A possible transformation
Change is evident.
McCain is now working with no less a Democratic standard-bearer than New York Sen. Charles E. Schumer, saying nice things about Senate Majority Leader Harry M. Reid (D-Nev.) for preserving Senate rules, and suggesting that immigration reform could pass the House with bipartisan support because the number of those manifestly opposed to working with Democrats — presumably, tea party members — had “shrunk. Thank God.”
Yet McCain rejects the notion that he needs immigration reform to restore his image or, for that matter, that he has ever changed.
“When I was going against the [George W.] Bush administration — ‘Haha, he’s the maverick. He’s the guy who’s standing up.’ I go up against Obama, and ‘Ah! That angry, dirty, old man,’ ” McCain said. “I may have, quote, evolved. . . . I haven’t changed any.”
Mark Salter, who co-wrote McCain’s narrative-establishing memoir, “Worth the Fighting For: The Education of an American Maverick, and the Heroes Who Inspired Him,” also said he doesn’t see any difference.
“What’s changed?” Salter wrote in an e-mail, blaming the media for being irresistibly drawn to “narratives that attribute perceived behavioral changes to some kind of psycho-drama.” In fact, he said, “the truth is simpler.”
McCain’s zeal on Benghazi, he said, reflects not his hatred of Obama for beating him and the administration for treating him shabbily, but his earnest interest in Benghazi and the security of U.S. personnel overseas. His skewering of Hagel was simply an attempt to hold a slippery witness accountable.
“The media used to applaud it,” Salter said. “Now, they don’t.”
Many stages in his career
But for a man who hasn’t changed, he has covered a lot of ground.
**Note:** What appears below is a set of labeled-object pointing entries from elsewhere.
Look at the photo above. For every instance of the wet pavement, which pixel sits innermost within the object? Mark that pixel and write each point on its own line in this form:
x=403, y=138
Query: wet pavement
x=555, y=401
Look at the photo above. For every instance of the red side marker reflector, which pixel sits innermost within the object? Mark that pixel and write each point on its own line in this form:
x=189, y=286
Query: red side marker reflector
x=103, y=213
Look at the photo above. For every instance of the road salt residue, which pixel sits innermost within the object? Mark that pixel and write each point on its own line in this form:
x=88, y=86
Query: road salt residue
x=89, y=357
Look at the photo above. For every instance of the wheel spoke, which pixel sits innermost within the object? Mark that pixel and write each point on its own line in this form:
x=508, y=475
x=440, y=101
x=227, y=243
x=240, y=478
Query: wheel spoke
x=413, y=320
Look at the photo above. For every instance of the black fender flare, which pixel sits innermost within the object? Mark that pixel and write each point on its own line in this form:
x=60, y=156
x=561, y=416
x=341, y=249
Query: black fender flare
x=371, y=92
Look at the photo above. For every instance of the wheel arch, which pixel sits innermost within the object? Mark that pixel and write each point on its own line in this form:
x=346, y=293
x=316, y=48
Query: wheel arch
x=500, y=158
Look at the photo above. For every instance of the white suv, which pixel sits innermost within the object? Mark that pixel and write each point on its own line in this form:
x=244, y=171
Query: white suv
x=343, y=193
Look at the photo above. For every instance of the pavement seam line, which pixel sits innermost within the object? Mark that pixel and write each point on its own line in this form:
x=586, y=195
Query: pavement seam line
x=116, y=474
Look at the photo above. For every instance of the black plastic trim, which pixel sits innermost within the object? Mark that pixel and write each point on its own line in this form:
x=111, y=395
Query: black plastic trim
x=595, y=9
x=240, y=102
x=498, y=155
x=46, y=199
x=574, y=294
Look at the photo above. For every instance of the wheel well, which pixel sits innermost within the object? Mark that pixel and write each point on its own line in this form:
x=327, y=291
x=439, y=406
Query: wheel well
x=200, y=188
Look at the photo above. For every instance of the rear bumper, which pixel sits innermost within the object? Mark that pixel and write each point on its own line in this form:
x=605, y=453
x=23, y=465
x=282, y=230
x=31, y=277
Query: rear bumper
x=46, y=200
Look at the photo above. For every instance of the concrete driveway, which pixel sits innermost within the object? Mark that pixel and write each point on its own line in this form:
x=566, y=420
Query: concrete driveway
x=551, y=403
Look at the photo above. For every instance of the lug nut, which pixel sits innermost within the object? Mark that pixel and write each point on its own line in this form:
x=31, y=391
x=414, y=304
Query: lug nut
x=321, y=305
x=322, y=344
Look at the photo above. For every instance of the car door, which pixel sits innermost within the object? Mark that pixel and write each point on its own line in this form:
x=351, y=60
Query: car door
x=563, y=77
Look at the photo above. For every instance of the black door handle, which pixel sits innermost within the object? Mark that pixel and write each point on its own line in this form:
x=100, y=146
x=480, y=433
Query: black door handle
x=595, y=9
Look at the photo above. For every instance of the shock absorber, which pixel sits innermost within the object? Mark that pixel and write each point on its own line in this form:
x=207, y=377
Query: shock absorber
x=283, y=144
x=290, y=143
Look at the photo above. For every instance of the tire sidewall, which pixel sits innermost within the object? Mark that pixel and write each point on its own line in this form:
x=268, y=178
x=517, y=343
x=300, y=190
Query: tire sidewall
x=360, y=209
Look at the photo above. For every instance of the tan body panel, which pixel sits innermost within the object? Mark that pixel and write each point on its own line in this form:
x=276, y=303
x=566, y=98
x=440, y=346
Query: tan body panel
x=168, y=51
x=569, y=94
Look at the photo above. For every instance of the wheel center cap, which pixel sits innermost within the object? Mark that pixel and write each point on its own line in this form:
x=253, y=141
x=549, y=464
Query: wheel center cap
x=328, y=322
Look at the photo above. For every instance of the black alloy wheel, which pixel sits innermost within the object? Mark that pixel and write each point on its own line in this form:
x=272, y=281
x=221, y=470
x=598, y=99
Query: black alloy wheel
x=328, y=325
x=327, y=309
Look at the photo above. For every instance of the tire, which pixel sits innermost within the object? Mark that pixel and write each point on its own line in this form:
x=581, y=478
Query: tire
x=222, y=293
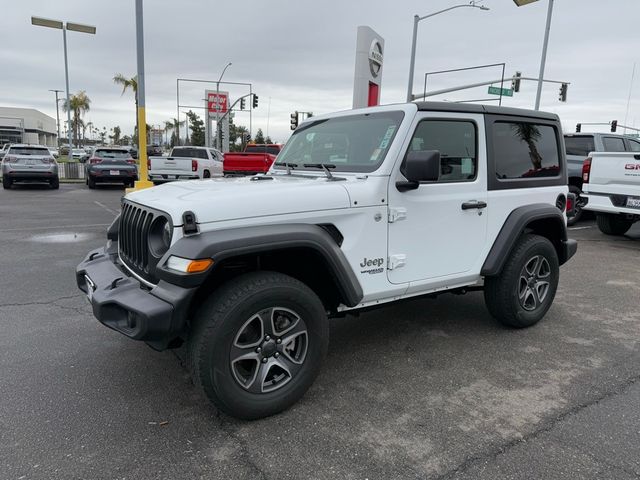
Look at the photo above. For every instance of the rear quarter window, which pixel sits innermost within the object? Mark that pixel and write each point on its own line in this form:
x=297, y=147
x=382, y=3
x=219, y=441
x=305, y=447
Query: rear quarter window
x=581, y=146
x=525, y=150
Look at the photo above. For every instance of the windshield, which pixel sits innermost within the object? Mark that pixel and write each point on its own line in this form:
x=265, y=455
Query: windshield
x=356, y=143
x=189, y=152
x=112, y=154
x=579, y=145
x=29, y=151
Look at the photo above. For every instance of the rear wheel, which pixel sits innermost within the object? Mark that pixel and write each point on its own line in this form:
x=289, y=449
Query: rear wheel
x=258, y=343
x=613, y=223
x=523, y=292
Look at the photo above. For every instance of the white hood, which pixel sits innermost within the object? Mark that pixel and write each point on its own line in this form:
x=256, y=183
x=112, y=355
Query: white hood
x=220, y=199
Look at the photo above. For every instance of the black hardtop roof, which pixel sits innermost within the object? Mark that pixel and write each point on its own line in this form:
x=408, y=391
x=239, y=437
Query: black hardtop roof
x=478, y=108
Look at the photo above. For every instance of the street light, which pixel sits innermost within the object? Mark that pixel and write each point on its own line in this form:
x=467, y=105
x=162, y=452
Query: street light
x=543, y=60
x=218, y=139
x=57, y=115
x=76, y=27
x=416, y=20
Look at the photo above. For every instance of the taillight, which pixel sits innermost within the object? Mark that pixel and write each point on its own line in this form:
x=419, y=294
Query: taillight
x=586, y=170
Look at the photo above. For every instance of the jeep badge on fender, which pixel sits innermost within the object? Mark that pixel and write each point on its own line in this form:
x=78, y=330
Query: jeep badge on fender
x=249, y=282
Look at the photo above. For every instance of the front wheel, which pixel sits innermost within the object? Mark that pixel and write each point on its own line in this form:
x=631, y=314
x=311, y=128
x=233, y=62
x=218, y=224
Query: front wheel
x=613, y=223
x=258, y=343
x=523, y=292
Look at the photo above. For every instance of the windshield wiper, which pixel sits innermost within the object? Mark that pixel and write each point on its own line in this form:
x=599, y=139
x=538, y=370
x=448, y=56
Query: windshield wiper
x=323, y=166
x=290, y=166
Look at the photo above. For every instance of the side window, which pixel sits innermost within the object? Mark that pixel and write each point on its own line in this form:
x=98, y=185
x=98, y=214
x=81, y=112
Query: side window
x=613, y=144
x=456, y=142
x=525, y=150
x=634, y=145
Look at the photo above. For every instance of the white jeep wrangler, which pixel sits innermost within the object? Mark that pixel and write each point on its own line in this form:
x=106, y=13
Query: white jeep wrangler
x=361, y=208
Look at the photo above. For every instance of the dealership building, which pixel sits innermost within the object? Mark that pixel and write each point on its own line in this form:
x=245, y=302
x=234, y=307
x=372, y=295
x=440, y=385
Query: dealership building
x=27, y=125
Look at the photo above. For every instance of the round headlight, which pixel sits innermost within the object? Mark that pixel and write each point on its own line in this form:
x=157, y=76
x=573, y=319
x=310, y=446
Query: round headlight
x=160, y=235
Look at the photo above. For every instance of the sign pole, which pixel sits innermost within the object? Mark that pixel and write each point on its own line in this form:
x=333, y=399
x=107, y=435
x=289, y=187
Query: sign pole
x=143, y=174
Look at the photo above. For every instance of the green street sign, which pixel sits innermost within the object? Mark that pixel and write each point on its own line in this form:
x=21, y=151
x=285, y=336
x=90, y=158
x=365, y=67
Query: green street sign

He came to the Senate as a rank-and-file conservative in 1987, became embroiled in a savings-and-loan scandal in the early ’90s, bucked his party and took on Big Tobacco, pitched himself as a straight-talking maverick presidential candidate in 2000, led the passage of historic bipartisan campaign-finance reform in 2002, took on Bush Defense Secretary Donald H. Rumsfeld to push for the 2006 surge in Iraq, joined Sen. Ted Kennedy (D-Mass.) twice for comprehensive immigration reform, adopted a more conservative tune on abortion and immigration in the run-up to the 2008 presidential contest, picked Sarah Palin as his running mate, claimed “I never considered myself a maverick” as he faced a tea party challenge for his Senate seat in 2010 and mounted consistent and intense opposition to the Obama administration.